Éric Poindron, qui a dirigé les éditions Le Coq à l’âne avant de créer la collection “Curiosa &caetera” au Castor Astral est journaliste littéraire et auteur de nombreux écrits comme L’étrange questionnaire, De l’égarement dans les livres, Ricardo Frera, un pirate à caméra.
Ce texte intitulé Comme un bal de fantômes se présente comme une ballade littéraire ou une sorte d’inventaire à la Prévert qui recense à la fois les choses aimées, traversées, rencontrées. Par certains côtés, il évoque un peu les “Notes de chevet” de la poétesse japonaise Sei Shônagon où il s’agit de fixer le vertige de l’instant. Le texte file et se déroule aussi comme un voyage en transsibérien où l’on prend le temps de rêver ou de s’égarer à travers des villes réelles ou imaginaires, comme un remède à la mélancolie peut-être : “Un jour et toutes les nuits, habiter dans les trains qui filent comme des comètes”. Il se présente aussi comme une sorte de canevas entremêlé de multiples citations où références bibliophiliques et de sensations vécues, comme si l’existence jamais ne pouvait se départir du littéraire, car pour le poète “les mots ont bien toujours le dernier mot”.
Tous ces fantômes que l’auteur ne cesse de d’invoquer représentent peut-être à la fois les disparus rencontrés et aimés mais aussi ces compagnons littéraires qui ont su guider ses pas qu’ils soient illustres ou pas. Il se réfère en premier lieu à Reverdy pour qui ” Rien ne vaut d’être dit en poésie que l’indicible”. Au Japon, cet indicible se nomme le Yügen, presque le mystère ineffable.
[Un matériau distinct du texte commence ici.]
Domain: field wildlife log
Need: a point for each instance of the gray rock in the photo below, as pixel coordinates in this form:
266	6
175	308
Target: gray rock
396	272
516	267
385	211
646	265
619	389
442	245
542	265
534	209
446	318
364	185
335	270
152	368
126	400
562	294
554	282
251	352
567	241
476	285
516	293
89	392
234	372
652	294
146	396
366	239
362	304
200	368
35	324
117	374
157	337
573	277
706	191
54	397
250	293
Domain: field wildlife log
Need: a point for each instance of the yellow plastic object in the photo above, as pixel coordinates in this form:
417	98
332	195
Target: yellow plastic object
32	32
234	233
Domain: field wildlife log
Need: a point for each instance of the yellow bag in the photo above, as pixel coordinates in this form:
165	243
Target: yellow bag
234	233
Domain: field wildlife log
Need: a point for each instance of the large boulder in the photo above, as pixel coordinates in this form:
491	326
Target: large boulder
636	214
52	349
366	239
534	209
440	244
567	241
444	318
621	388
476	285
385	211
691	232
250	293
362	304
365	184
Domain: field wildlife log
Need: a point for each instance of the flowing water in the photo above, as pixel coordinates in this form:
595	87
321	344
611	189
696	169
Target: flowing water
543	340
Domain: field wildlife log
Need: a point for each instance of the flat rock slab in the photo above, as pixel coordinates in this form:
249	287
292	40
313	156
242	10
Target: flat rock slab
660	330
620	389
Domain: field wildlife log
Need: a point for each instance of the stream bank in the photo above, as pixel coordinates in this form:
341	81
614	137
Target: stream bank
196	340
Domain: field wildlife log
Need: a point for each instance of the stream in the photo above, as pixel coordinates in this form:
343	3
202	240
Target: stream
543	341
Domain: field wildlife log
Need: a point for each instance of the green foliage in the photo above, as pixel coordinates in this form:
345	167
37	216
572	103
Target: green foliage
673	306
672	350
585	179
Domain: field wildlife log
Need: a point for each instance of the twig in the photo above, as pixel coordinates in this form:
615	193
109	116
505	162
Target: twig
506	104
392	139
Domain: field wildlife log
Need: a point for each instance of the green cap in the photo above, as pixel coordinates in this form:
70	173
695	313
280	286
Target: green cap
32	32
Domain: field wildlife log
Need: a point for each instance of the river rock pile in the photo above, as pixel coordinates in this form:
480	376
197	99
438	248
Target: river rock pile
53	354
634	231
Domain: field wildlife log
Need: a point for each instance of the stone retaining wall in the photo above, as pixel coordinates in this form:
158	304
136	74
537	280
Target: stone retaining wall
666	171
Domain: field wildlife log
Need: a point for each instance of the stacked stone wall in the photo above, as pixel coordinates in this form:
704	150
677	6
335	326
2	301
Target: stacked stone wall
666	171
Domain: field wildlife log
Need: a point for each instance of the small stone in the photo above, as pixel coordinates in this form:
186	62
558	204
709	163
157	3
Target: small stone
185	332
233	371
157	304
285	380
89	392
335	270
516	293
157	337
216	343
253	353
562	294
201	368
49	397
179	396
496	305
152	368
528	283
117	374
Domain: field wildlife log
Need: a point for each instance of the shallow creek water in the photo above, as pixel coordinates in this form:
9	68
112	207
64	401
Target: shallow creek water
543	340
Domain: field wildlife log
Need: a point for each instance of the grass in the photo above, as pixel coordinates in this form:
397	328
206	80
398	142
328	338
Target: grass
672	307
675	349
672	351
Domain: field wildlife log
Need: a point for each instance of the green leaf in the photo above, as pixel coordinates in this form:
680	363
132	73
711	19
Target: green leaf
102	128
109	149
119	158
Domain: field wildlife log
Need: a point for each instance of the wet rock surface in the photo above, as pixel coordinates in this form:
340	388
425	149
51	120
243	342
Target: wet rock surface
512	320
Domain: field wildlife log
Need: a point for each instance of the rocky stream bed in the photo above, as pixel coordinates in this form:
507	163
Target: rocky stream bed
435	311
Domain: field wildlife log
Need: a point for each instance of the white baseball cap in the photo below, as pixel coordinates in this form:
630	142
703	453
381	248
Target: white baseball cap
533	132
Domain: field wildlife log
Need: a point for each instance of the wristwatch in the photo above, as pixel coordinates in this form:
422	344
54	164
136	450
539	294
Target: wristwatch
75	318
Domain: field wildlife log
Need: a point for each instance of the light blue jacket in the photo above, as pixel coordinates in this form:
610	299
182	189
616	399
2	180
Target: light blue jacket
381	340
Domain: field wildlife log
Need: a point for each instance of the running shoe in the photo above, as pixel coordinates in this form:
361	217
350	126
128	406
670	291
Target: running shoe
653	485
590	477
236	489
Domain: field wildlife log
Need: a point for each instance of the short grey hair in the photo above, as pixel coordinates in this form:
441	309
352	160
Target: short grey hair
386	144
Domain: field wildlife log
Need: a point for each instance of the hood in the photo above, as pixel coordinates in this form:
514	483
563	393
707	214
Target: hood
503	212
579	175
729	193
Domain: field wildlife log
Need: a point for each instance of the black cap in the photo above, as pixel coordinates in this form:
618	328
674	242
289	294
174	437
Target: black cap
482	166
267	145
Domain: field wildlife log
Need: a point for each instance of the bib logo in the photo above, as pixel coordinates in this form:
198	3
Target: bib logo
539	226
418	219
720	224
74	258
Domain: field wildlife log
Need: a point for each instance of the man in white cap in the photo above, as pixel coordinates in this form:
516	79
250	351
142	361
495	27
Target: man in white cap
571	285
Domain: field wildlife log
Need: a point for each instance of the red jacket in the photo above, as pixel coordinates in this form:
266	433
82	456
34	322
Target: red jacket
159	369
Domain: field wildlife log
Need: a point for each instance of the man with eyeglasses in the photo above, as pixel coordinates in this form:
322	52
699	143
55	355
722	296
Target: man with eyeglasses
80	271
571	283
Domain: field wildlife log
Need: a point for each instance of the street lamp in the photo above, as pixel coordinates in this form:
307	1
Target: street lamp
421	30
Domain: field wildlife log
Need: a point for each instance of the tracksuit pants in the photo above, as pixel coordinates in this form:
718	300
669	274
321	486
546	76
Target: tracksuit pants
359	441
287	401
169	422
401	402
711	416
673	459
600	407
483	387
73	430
Pour Eric Poindron, à l’instar de l’enfance, l’écriture toute entière est Yügen :
Souvenez vous de cet instant Yügen, qui ne se raconte pas, que vous n’avez jamais su décrire, qui ne peut être en capture, le rayon de soleil, l’amour qui musarde, la glace qui fond, le frisson sans raison un frémissement dans un arbre comme une chanson ancienne, l’extase devant la paysage. Et pourtant il fallait en conserver le souvenir, la justesse l’incandescence, le magnifique l’unicité, oui, ce moment ainsi juste et inouï, Le vivre et s’en souvenir, et se “promettre de ne jamais l’oublier.”
La poésie est ici toute entière Yügen et ceci nous paraît être un des passages les plus réussis du livre car parfois la multiplicité des citations qui reviennent hanter le texte comme de furtives présences viennent parasiter ou disons évincer un peu la parole singulière de l’auteur.Toutefois ce recueil aussi frémissant, délicat et sensible que les ailes de papillons qui en ornent la couverture, propose un style original qui mélange tous les genres en un savant dosage. En ce sens il reste inclassable et donc novateur à la façon d’un palimpseste. Il y a différentes strates ou niveaux de lecture proposés : à la fois ballade nostalgique, promenade dans les souvenirs, voyages, notes de lecture.
Ainsi ce “bal de fantômes “apparaît plus, en définitive, comme une vibrante ode à la vie et à la littérature qu’il ne cesse de célébrer, en une étrange danse à la fois nostalgique et joyeuse d’où ne sont pas exclus un peu de dérision, d’humour et beaucoup de tendresse pour “tous les gens qui se perdent, les inspirés que l’on ne connaitra jamais”. Car il s’agit bien ici de cheminer dans l’inconnu avec beaucoup d’érudition mais aussi de tendresse. Un beau recueil qui, en son envol frémissant, ne peut laisser indifférent, et nous propose un voyage à la fois littéraire et sensoriel.